Wong expects the opening of Chinese capital markets along with RMB trade settlements driven by trade growth from a Belt and Road Initiative to support the growth of HSBC’s financial markets, trade and payments business in the years ahead.

HSBC to go full steam ahead with mainland expansion plans

HSBC is poised for further expansion in China, with a strong focus on the fast-growing Pearl River Delta (PRD) region in Guangdong Province.

HSBC’s choice of the PRD as the cutting edge of its China strategy is clearly driven by the region’s proximity to Hong Kong and huge business opportunities in the highly innovative and technology driven businesses in what is known as China’s ‘Silicon Delta’.

The PRD is across the border from Hong Kong. Policymakers both in Hong Kong and on the mainland are working on projects to strengthen commercial links between Hong Kong, Macau and Guangdong through the Greater Bay Area scheme.

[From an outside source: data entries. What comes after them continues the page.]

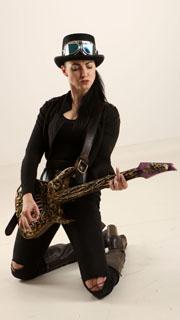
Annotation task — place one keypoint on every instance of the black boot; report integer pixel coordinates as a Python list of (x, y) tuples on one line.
[(117, 244)]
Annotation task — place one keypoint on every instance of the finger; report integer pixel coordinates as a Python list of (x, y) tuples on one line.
[(118, 172), (24, 225), (111, 185), (124, 182)]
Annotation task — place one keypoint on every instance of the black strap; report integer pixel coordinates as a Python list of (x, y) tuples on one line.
[(83, 160)]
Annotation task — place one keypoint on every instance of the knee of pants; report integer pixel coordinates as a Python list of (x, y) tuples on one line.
[(23, 273)]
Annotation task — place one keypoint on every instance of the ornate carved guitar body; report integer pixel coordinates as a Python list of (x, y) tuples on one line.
[(50, 196)]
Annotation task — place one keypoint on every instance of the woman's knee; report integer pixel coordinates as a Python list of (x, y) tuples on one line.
[(20, 271)]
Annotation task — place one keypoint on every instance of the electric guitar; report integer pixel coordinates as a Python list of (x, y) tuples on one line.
[(51, 195)]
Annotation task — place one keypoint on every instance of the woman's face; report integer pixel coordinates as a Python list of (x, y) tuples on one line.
[(81, 74)]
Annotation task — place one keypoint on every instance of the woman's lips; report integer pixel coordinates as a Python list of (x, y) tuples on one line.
[(84, 81)]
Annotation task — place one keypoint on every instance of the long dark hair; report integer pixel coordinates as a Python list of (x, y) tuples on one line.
[(92, 102)]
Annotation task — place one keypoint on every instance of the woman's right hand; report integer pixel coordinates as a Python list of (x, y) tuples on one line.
[(30, 212)]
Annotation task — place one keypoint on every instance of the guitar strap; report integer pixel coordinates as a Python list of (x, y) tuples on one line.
[(82, 161), (81, 165)]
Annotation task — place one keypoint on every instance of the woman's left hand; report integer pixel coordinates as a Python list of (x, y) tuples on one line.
[(119, 182)]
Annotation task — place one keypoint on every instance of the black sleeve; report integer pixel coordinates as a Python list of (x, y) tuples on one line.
[(34, 152), (102, 164)]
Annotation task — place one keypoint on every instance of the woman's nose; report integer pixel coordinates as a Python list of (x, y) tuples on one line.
[(84, 72)]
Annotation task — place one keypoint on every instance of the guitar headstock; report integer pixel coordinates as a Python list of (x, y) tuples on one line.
[(149, 169)]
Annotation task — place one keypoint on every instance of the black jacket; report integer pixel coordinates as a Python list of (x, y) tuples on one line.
[(49, 121)]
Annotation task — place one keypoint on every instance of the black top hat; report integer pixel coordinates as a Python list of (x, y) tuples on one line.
[(79, 46)]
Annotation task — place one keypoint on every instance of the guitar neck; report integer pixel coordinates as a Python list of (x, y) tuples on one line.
[(73, 193)]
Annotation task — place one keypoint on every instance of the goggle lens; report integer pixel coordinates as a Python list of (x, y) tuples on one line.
[(75, 47)]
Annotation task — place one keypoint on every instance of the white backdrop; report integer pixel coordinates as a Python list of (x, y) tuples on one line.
[(141, 71)]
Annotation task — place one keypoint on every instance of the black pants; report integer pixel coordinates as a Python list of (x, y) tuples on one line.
[(85, 234)]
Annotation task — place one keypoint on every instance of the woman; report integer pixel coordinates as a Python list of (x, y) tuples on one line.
[(59, 132)]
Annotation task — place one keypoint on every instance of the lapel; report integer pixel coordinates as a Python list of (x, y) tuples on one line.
[(57, 120)]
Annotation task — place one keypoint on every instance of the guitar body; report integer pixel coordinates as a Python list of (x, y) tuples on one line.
[(51, 195)]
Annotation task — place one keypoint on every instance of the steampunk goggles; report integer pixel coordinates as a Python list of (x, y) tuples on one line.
[(74, 47)]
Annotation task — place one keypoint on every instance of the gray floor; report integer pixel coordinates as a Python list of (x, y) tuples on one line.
[(147, 213)]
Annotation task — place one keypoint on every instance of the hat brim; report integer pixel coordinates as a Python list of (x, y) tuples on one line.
[(60, 60)]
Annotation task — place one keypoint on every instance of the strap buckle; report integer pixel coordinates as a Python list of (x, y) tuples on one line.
[(82, 166)]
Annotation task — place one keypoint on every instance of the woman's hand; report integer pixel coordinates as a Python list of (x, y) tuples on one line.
[(119, 182), (30, 212)]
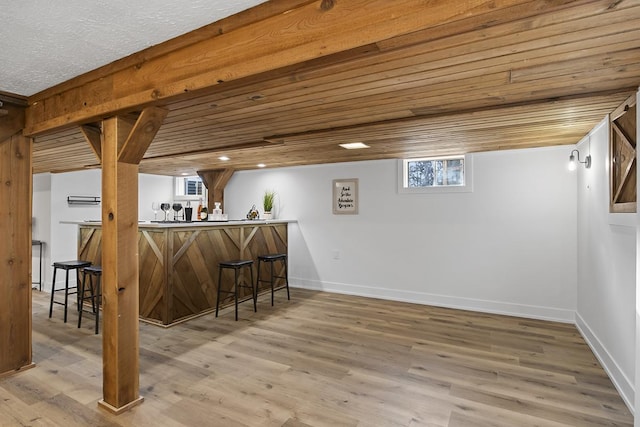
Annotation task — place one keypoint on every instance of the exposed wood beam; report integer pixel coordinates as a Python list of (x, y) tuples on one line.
[(12, 122), (321, 28), (123, 145), (10, 98), (216, 180), (15, 251)]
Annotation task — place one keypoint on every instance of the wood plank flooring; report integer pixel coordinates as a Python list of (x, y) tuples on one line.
[(322, 360)]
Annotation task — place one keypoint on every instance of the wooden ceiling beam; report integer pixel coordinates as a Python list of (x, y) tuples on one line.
[(307, 31)]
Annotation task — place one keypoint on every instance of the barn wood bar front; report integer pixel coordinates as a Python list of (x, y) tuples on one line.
[(179, 262)]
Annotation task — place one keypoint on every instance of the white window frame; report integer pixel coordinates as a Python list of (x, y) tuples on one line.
[(178, 185), (467, 187)]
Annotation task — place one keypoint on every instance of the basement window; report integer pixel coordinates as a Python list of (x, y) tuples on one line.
[(189, 188), (435, 174)]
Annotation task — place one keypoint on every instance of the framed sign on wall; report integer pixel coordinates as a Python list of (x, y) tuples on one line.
[(345, 196)]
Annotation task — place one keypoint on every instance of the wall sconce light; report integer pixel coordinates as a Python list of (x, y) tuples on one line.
[(575, 159)]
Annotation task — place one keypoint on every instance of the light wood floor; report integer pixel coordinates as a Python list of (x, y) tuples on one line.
[(322, 360)]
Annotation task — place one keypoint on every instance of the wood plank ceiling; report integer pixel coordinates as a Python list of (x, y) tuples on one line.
[(534, 74)]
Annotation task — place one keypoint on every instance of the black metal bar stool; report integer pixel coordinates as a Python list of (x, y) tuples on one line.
[(236, 266), (95, 292), (66, 266), (271, 259)]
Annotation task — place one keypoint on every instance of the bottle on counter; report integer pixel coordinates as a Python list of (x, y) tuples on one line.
[(199, 211), (217, 212)]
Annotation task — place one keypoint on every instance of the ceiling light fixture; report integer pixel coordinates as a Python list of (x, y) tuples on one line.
[(575, 159), (354, 145)]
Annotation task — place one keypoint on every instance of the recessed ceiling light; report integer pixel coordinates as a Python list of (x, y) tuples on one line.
[(354, 145)]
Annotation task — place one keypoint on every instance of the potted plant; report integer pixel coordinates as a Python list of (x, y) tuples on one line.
[(267, 203)]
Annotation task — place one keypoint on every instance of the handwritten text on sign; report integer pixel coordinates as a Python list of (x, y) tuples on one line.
[(345, 196)]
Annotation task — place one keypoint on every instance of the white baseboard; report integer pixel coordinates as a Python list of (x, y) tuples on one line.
[(620, 381), (495, 307)]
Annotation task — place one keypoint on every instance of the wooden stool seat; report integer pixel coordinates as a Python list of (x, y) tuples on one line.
[(236, 266), (66, 266), (271, 259), (95, 293)]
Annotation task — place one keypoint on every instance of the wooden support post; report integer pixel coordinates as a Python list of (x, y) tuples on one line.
[(15, 251), (123, 145), (215, 180)]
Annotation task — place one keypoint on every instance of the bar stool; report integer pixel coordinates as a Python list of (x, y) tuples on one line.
[(236, 266), (271, 259), (95, 293), (66, 266)]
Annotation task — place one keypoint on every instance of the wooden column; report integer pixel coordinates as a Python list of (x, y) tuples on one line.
[(15, 250), (123, 144), (215, 180)]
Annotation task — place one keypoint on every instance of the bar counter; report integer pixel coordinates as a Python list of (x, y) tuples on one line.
[(178, 262)]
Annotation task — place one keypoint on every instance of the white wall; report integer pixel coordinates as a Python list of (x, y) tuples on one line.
[(41, 225), (50, 208), (508, 247), (606, 268)]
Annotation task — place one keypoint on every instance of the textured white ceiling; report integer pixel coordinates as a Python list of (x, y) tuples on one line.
[(46, 42)]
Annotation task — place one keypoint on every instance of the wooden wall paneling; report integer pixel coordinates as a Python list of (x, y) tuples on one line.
[(240, 54), (93, 135), (152, 246), (15, 252), (622, 157)]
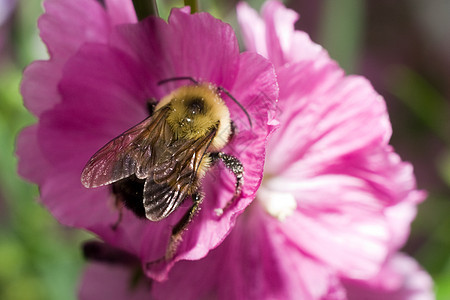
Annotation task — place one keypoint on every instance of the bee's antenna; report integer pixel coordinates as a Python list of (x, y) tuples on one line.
[(237, 102), (177, 78), (219, 88)]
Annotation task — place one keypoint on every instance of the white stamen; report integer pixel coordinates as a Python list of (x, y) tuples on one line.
[(278, 204)]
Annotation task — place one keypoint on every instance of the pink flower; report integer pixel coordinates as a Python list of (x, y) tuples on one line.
[(336, 201), (400, 278), (103, 69)]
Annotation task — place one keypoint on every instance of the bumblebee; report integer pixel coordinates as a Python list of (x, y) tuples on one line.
[(154, 166)]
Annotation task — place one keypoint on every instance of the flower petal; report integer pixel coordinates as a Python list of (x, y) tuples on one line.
[(328, 115), (207, 230), (65, 26), (254, 262), (198, 46), (360, 208), (274, 36), (401, 278), (121, 11)]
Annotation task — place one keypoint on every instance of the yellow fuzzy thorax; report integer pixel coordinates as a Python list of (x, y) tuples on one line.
[(194, 111)]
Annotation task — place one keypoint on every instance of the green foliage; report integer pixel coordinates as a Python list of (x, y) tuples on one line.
[(40, 259)]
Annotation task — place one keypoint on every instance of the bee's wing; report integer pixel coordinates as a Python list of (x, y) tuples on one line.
[(124, 155), (174, 178)]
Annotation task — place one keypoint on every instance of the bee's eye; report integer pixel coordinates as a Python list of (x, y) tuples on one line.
[(196, 106)]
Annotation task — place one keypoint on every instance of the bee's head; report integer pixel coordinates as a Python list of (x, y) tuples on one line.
[(195, 110)]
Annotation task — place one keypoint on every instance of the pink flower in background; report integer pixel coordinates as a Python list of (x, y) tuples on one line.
[(103, 69), (400, 278), (323, 221), (335, 203)]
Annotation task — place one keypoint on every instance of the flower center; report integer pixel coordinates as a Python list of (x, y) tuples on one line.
[(278, 204)]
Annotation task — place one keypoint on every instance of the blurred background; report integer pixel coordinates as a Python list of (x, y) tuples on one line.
[(402, 47)]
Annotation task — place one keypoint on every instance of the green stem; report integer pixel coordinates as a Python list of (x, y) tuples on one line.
[(145, 8), (193, 4)]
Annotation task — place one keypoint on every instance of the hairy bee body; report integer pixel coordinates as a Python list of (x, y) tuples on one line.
[(167, 154)]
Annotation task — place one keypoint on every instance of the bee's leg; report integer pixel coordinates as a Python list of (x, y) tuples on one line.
[(119, 205), (151, 104), (234, 165), (177, 231), (234, 130)]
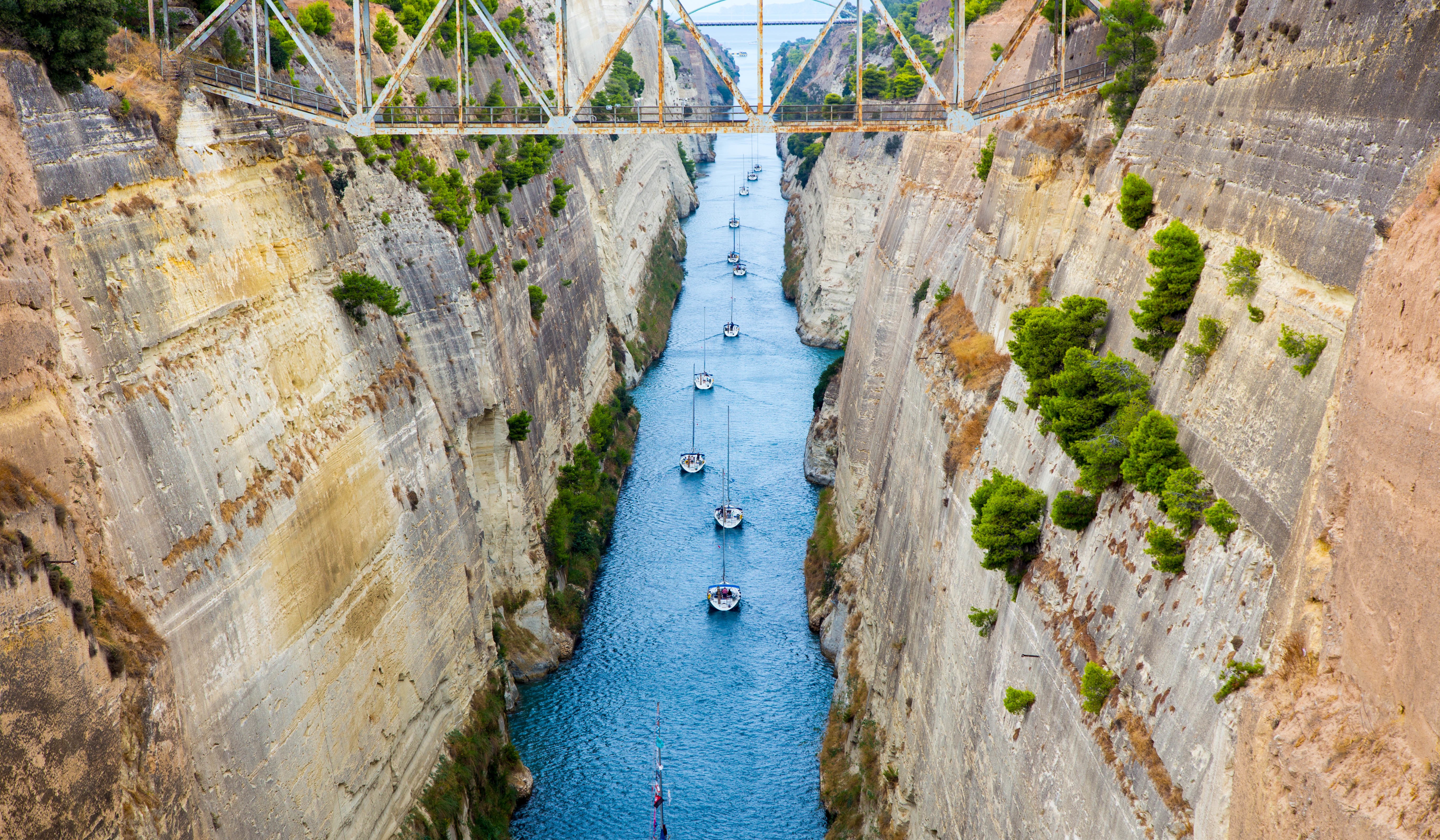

“We are present in all the major cities in the PRD and have close to 3,000 people working in our banking operations in the region. We have done a lot with the technology companies in Shenzhen. In fact, we had set up a 2 billion yuan [Dh1.05 billion] Innovation Fund to lend to companies in the new economy sectors that was very enthusiastically received by customers,” said Wong.

The bank launched HSBC Qianhai Securities in December last year after winning approval to own 51 per cent of the joint venture (JV). It is the first and only Chinese securities joint venture to be majority owned by a foreign bank. The JV, in Shenzhen’s Qianhai financial district, has been rapidly scaling up in recent months and offers global and domestic clients services such as capital markets underwriting, mergers and acquisitions advice and securities brokerage and research.

The Qianhai joint venture is part of a wider growth strategy for HSBC in China, which has a particular focus on the PRD and work related to China’s Belt and Road Initiative. HSBC’s PRD-related business will include retail and commercial banking as well as the new securities business. On the retail side, the bank is focusing on technology, especially mobile propositions.